Oh the pain, the deep grief. I have hardly been able to watch the reports coming out of Newtown, CT. Seeing the faces of panicked parents, scared little kids, and the extreme agony of loss causes me to grieve with them. The grief is deepened by the inexplicable reason for the massacre. The senselessness of the murders and the cold hearted execution of children renders the mind reeling, trying to find some connection that would cause such an atrocity. But sadly, none is found, leaving closure an impossibility.
Children are a gift from God to parents, to the world. They are a source of joy, love, hope, and aggravation. Children are somewhat of a blank page. They have certain innate, God given talents, but they need instruction, correction, and encouragement. Children do not raise themselves. Too much of current parenting is a hands off approach. It does not direct, teach, or correct. It allows unbridled emotions, actions, and verbal expressions. The result is unruly, undisciplined, rude, wild, obnoxious little brats. They are dangerous. I see them hitting their parents, running wild banging into adults and other children. Sadly, I see parents take the abuse and refuse to discipline the child. It is like they do not know what to do. They have no parenting skills.
So, we have a generation of parents who have little or no clue how to rear children and we have children who are unrestrained and receive little or no guidance from their parents. They are being trained by videos, violent games, peers, and teachers who are afraid of lawsuits. Even teachers are being injured in schools as administrators tolerate near criminal behavior in fear of the ALCU and special interest groups with high powered lawyers. Meanwhile we are growing a nation of emotionally ruled babies that grow into unbalanced adults. This is not an indictment on all since there are some doing a great job of parenting; however, the trend leans toward the undisciplined.
With this as a backdrop, we, the church must change our culture since the church has been deeply affected by the secular educational philosophies. We have segregated the family over the past number of decades, have bought into the “generation gap” and have concluded that families need to be separated so they can learn. Against that philosophy, we have around 2000 years of families being together.
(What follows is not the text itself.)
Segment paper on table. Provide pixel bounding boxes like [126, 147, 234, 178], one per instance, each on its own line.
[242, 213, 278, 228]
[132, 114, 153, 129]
We currently have a serious illiteracy in the area of Bible knowledge in children especially and in adults too. We cannot seriously address the culture when there is no character strength based in the word. We are swimming in a sea of ethical, religious, and moral pluralism. We are drowning in tolerance which is defined, not as respecting another position, but defined as anything goes and nothing is really right or wrong. So, our children are being taught in such a manner that true, absolutes do not exist. You cannot change the world with anything goes.
Thus, we must make a determined effort and program of training the children in the basics of God’s word. The establishment that the Bible is the inspired Word of God, that the Word of God is true, that the Word of God is reliable and authentic becomes a gargantuan task against the tsunami of relativism permeating the secular culture.
We cannot stand against the forces with bland, weak teaching. We cannot stand against the problem with entertaining or babysitting the children. There has to be a concerted plan that involves parents and mentors. We have to be on the same page and work diligently, not for a semester, but for years. This is not the job of mentors or teachers in church; it is the job of Christian parents to engage their children. Really the basis for this is God’s delegation of procreation and the responsibility of the parent as a steward of God’s creation.
With that in mind, we are going to do everything possible to support parents in the training of their children. Home is the greatest greenhouse of character and education. Church can help, but it cannot succeed without the home working on character.
My granddaughter in law is a teacher as is my granddaughter. She commented that the kids come to school and do not even know the basics of civility. They do not know kindness, sympathy, basic manners, or the necessary relational skills that allow education to take place. She said that this should not be her job, but the job of the parents.
So, our Herculean task is to turn things around in our midst. It is to focus on children as a treasure and not an inconvenience. It is to see the future in the eyes of our children and invest in them. It is to recognize that godly character is taught in the home and reinforced at church. It is to provide the tools to help parents be good role models, good, loving disciplinarians, and to be good teachers of God’s word.
To stop the slide, there must be dramatic changes and a commitment from the church to do this. It will take everyone on board. It will take mentors in the classes, but it will also take folks supporting and aiding the parents in church. It will take, we, the leadership, upholding the vision and supporting it in the way speak, act, and invest.